Omah Buruh merupakan tempat yang biasa dipergunakan untuk melakukan konsolidasi buruh Bekasi. Kedatangan polisi dalam jumlah besar ke tempat ini, seperti hendak menyampaikan pesan, bahwa penguasa negeri ini tidak akan tinggal diam dengan rencana mogok nasional yang akan dilakukan buruh Indonesia.
Sehari sebelumnya, Dewan Pengupahan Kabupaten Bekasi merekomendasikan kenaikan upah minimum Tahun 2016 sebesar 11,5 persen. Dengan kenaikan sebesar itu, artinya Bekasi menggunakan formula kenaikan upah berdasarkan PP Pengupahan. Sesuatu yang sejak awal mendapat penolakan keras dari kaum buruh.
Pasca rekomendasi itu, di media sosial, serentak banyak buruh yang membuat status: “Ini Bekasi, Bung. Masak nggak ada perlawanan!”

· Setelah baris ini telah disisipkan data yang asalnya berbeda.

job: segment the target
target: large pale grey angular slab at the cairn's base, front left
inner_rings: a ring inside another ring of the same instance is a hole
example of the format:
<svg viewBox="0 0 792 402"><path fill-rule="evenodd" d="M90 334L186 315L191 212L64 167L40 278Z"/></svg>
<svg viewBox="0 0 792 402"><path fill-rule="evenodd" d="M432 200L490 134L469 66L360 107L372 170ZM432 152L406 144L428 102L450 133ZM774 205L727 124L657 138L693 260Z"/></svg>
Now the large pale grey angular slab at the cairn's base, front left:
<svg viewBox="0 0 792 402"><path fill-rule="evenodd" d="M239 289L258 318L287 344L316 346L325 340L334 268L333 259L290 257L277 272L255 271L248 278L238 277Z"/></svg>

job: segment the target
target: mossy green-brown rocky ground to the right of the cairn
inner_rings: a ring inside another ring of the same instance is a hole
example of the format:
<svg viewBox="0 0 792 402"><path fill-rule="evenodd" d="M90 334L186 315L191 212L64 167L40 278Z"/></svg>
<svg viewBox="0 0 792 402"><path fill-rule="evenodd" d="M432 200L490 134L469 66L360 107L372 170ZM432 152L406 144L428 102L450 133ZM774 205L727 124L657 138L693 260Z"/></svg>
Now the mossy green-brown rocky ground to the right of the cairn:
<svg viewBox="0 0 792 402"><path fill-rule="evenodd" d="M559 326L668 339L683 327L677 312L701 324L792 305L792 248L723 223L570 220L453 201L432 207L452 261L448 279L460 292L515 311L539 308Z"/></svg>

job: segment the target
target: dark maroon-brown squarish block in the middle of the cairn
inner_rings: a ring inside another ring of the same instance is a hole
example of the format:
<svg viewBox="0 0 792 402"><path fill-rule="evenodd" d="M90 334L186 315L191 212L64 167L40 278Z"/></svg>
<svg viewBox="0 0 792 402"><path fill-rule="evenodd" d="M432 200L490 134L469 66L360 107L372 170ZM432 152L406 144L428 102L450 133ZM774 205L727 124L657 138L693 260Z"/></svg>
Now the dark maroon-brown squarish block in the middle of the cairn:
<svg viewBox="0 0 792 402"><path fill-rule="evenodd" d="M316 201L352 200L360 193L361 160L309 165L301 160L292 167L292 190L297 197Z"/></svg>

Semakin malam, semakin banyak orang yang membuat status itu. Pertanda bahwa api kemarahan kaum buruh di basis perjuangan sudah tersulut?

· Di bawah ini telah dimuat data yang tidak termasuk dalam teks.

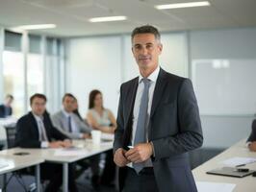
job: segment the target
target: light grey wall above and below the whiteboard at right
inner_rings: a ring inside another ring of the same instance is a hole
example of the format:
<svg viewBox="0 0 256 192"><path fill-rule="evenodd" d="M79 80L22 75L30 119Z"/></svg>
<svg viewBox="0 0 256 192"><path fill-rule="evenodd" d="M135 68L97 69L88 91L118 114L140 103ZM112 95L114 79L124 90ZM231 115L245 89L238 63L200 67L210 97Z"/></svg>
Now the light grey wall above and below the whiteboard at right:
<svg viewBox="0 0 256 192"><path fill-rule="evenodd" d="M193 31L190 33L190 53L191 63L192 60L205 59L255 60L256 29ZM207 71L205 71L205 74L207 74ZM246 74L243 74L241 77L246 78ZM243 85L245 87L247 86L247 88L253 88L250 84ZM256 87L254 88L256 90ZM212 101L209 100L209 103L211 102ZM253 114L202 114L201 121L205 137L204 146L225 148L247 137L250 132L253 118Z"/></svg>

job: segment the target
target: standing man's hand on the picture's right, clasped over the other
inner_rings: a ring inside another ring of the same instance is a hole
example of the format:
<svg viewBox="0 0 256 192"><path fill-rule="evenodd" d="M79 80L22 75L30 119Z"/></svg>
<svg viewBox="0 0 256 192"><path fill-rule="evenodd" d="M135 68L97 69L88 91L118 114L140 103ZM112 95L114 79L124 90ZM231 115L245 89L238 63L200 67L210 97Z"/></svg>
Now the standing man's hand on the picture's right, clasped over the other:
<svg viewBox="0 0 256 192"><path fill-rule="evenodd" d="M126 158L134 163L143 162L153 154L150 143L140 143L125 153Z"/></svg>

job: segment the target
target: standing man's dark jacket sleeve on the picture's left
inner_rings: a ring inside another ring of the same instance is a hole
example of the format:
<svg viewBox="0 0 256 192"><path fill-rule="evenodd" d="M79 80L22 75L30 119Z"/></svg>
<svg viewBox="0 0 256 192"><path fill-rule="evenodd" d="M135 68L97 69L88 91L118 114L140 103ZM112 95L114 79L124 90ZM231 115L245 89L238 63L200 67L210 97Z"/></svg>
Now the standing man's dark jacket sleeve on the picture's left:
<svg viewBox="0 0 256 192"><path fill-rule="evenodd" d="M117 112L117 119L116 119L116 129L115 129L115 139L114 139L114 146L113 152L118 148L122 148L123 142L123 134L124 134L124 118L123 118L123 99L122 99L122 86L120 87L120 97L119 97L119 105L118 105L118 112Z"/></svg>

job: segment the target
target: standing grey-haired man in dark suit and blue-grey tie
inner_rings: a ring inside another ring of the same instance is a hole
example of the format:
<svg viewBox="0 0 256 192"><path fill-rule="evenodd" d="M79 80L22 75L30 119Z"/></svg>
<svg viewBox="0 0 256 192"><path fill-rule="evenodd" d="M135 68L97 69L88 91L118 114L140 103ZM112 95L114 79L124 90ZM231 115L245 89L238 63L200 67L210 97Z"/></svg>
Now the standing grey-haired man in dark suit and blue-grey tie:
<svg viewBox="0 0 256 192"><path fill-rule="evenodd" d="M202 145L197 102L189 79L159 66L158 30L132 33L140 76L120 87L114 161L120 191L194 192L188 153Z"/></svg>

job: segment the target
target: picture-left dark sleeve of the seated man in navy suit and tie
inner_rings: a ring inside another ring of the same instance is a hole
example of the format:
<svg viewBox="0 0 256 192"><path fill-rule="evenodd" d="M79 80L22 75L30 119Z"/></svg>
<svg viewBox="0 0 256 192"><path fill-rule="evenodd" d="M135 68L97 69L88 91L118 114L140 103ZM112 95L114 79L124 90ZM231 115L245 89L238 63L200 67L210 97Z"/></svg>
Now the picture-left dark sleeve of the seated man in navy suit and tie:
<svg viewBox="0 0 256 192"><path fill-rule="evenodd" d="M22 148L40 148L37 135L32 132L31 126L25 119L20 119L16 124L15 145Z"/></svg>

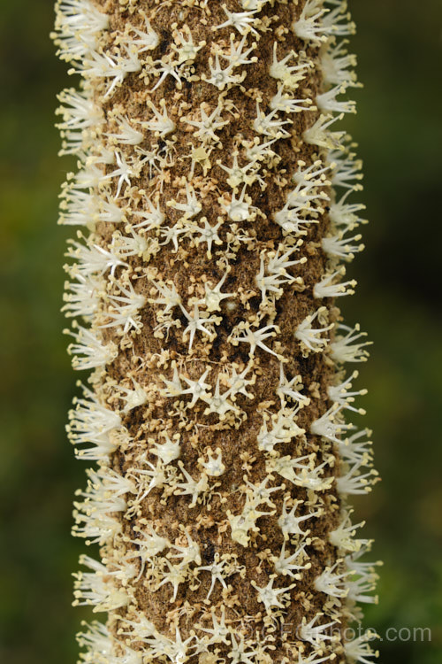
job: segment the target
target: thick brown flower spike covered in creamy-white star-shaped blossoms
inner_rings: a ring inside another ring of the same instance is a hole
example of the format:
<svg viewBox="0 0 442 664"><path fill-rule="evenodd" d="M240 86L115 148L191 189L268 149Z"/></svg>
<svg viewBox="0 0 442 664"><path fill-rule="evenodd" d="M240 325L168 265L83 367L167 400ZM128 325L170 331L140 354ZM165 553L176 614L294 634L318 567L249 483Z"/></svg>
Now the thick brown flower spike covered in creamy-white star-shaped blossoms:
<svg viewBox="0 0 442 664"><path fill-rule="evenodd" d="M377 481L352 413L365 335L339 297L362 250L342 0L58 0L78 158L60 223L69 415L92 464L74 535L85 662L316 664L376 563L350 500ZM347 367L350 367L349 369Z"/></svg>

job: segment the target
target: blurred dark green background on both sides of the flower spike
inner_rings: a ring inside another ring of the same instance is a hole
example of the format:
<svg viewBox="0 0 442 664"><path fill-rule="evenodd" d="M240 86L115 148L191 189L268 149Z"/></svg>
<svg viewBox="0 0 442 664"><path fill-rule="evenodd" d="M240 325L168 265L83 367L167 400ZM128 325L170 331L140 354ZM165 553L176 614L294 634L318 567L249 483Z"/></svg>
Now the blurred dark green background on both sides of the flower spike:
<svg viewBox="0 0 442 664"><path fill-rule="evenodd" d="M358 504L376 558L380 603L366 624L430 627L431 643L384 640L385 664L442 660L442 394L440 151L442 4L351 0L358 24L359 113L367 250L345 305L375 342L362 365L364 405L383 477ZM59 312L66 231L56 225L68 159L57 158L55 96L74 81L49 40L51 0L2 0L0 12L0 660L75 661L79 609L71 572L71 497L84 467L65 440L75 376ZM346 127L348 127L348 122Z"/></svg>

Sementara itu, pada saat yang sama, dari Karawang peserta longmarch diberangkatkan. Peserta longmarch sudah menempuh perjalanan selama 3 hari, dari Monumen Perjuangan, Bandung. Sore ini (18 Nopember 2015), mereka direncanakan tiba di Omah Buruh, Bekasi.

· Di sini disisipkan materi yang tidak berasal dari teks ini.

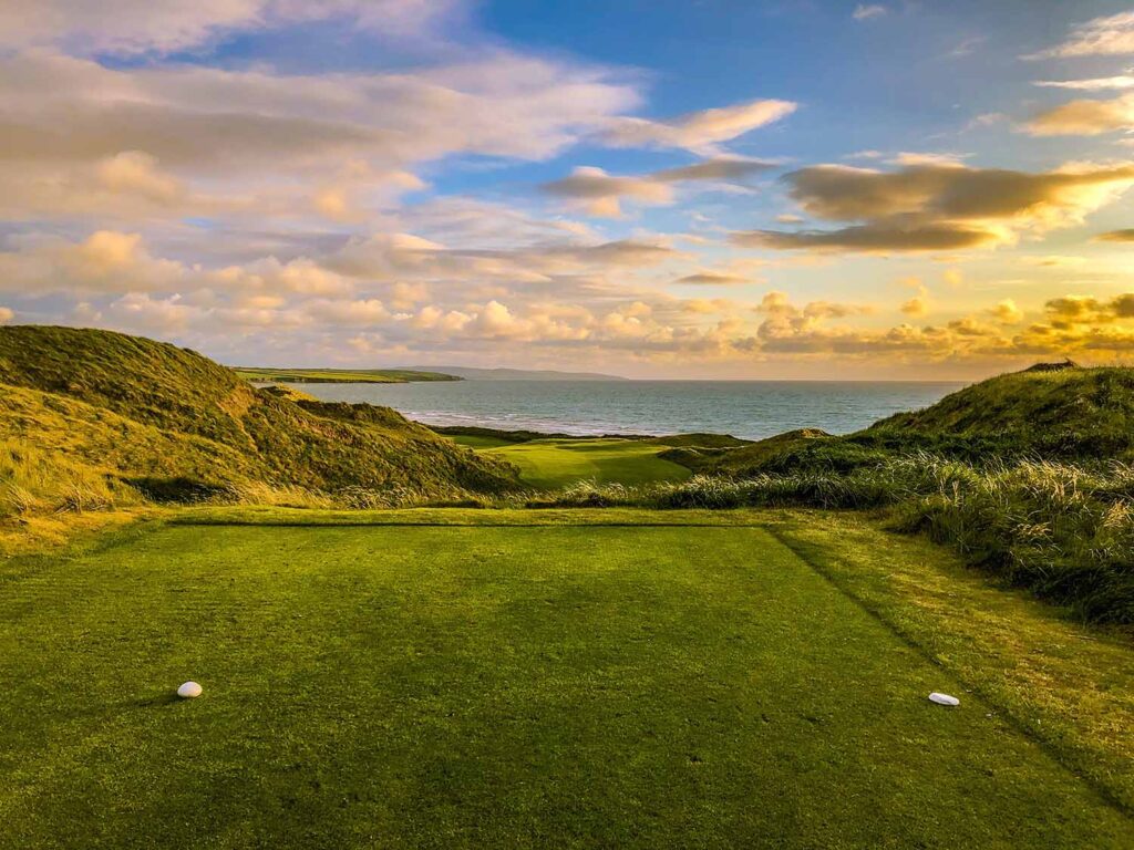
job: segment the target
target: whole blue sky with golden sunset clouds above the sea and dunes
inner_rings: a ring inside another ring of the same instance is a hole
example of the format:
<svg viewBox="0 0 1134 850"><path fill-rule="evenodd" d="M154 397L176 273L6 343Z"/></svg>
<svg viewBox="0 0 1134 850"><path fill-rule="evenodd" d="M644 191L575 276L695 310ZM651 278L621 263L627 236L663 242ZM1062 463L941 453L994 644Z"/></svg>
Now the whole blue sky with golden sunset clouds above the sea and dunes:
<svg viewBox="0 0 1134 850"><path fill-rule="evenodd" d="M0 0L0 323L263 366L1134 363L1134 6Z"/></svg>

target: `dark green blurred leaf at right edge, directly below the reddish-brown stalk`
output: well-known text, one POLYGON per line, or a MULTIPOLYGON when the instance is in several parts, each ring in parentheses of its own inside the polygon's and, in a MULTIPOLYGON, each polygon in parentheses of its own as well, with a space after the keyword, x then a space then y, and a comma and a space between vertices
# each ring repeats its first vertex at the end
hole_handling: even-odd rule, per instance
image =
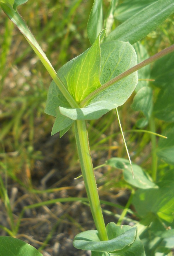
POLYGON ((151 78, 157 87, 171 86, 174 82, 174 52, 158 59, 154 62, 151 70, 151 78), (165 63, 165 65, 164 65, 165 63))

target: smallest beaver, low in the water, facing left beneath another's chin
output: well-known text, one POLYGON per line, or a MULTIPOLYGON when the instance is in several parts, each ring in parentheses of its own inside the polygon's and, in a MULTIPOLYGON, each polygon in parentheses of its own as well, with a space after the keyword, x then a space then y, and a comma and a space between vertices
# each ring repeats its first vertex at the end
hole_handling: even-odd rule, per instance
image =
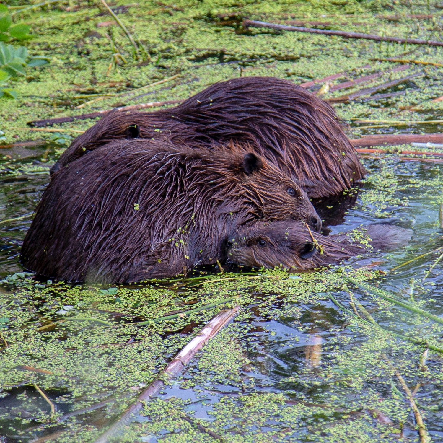
POLYGON ((373 224, 323 237, 301 221, 258 221, 228 236, 226 256, 231 264, 301 271, 336 264, 368 250, 399 249, 411 236, 411 229, 373 224))

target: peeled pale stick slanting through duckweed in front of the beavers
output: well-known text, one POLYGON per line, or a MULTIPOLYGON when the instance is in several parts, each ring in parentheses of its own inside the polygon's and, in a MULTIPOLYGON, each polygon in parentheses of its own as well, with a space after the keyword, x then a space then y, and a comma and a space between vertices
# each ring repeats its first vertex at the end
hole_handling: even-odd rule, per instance
POLYGON ((233 309, 220 311, 198 334, 194 337, 159 373, 155 380, 140 394, 136 402, 133 403, 120 420, 114 423, 104 434, 102 434, 94 443, 107 443, 108 439, 118 433, 120 428, 128 424, 137 412, 143 408, 144 402, 156 396, 165 386, 164 381, 171 380, 177 376, 183 368, 192 360, 194 355, 205 346, 206 342, 218 334, 223 326, 229 323, 239 310, 239 306, 233 309))

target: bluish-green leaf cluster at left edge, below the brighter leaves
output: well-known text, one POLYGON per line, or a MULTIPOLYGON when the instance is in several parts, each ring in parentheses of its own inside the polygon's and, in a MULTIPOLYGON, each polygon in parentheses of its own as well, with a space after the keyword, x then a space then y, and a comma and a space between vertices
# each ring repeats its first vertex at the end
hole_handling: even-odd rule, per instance
POLYGON ((37 55, 28 58, 27 49, 24 46, 15 48, 0 41, 0 97, 6 95, 11 98, 17 98, 17 91, 9 88, 7 81, 11 77, 19 77, 26 74, 25 66, 35 67, 48 64, 49 61, 46 57, 37 55))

Berbeda dengan ketika melewati daerah-daerah yang lain, ketika memasuki Bekasi, tindakan polisi terkesan berlebihan. Di perbatasan Karawang – Bekasi, ratusan polisi bersenjata lengkap menghadang rombongan. Sempat terjadi perdebatan yang cukup sengit antara peserta longmarch dan pihak kepolisian. Ketika itu, buruh ngotot melakukan longmarch. Namun pihak kepolisian melarang. Memaksa peserta longmarch naik mobil dalmas.
Polisi berdalih demi keamanan peserta longmarch.
“Menurut pihak kepolisian, ada sekelompok massa yang akan menghadang kawan-kawan peserta longmarch,” kata Feri.
Feri adalah Tim Media GBI, yang ikut mengawal longmarch sejak dari Bandung.
“Tetapi di sepanjang jalan yang kita lalui saat diangkut dengan kendaraan milik polisi terlihat kondusif dan tidak ada sekelompok massa yang berkumpul untuk menghadap peserta longmach,” katanya.

Di tengah jalan, peserta memaksa turun.
Mereka ingin melanjutkan perjalanan dengan berjalan kaki. Namun saat mobil menepi, lagi-lagi terjadi adu mulut dengan salah polisi yang mengendari motor.
Ketika itu, ada banyak buruh yang mengawal longmarch dengan mengendarai sepeda motor. Ketika berhenti, terjadi kemacetan panjang. Polisi memaksa melanjutkan perjalanan.
Perdebatan panjang kembali terjadi. Menurut polisi, aksi longmarch ini tidak memiliki ijin. Polisi berhak menyatakan ini kegiatan illegal dan terlarang. Bisa dibubarkan. Sebagai kompromi, peserta longmarch mengalah, dan naik kendaran kepolisian hingga Taman Sentosa, Cikarang. Dari sini, peserta longmarch melanjutkan ke Omah Buruh, Bekasi.
* * *
Sementara itu, di saat yang bersamaan, sedang berlangsung konferensi pers yang diselenggarakan Gerakan Buruh Indonesia dan Tim Advokasi Kaum Buruh dan Rakyat (TABUR). Dalam konferensi pers tersebut, TABUR meminta Presiden Joko Widodo memerintahkan Kepolisian untuk tidak melakukan tindakan represif terhadap Mogok Nasional Gerakan Buruh Indonesia, yang akan dilakukan pada 24-27 November 205.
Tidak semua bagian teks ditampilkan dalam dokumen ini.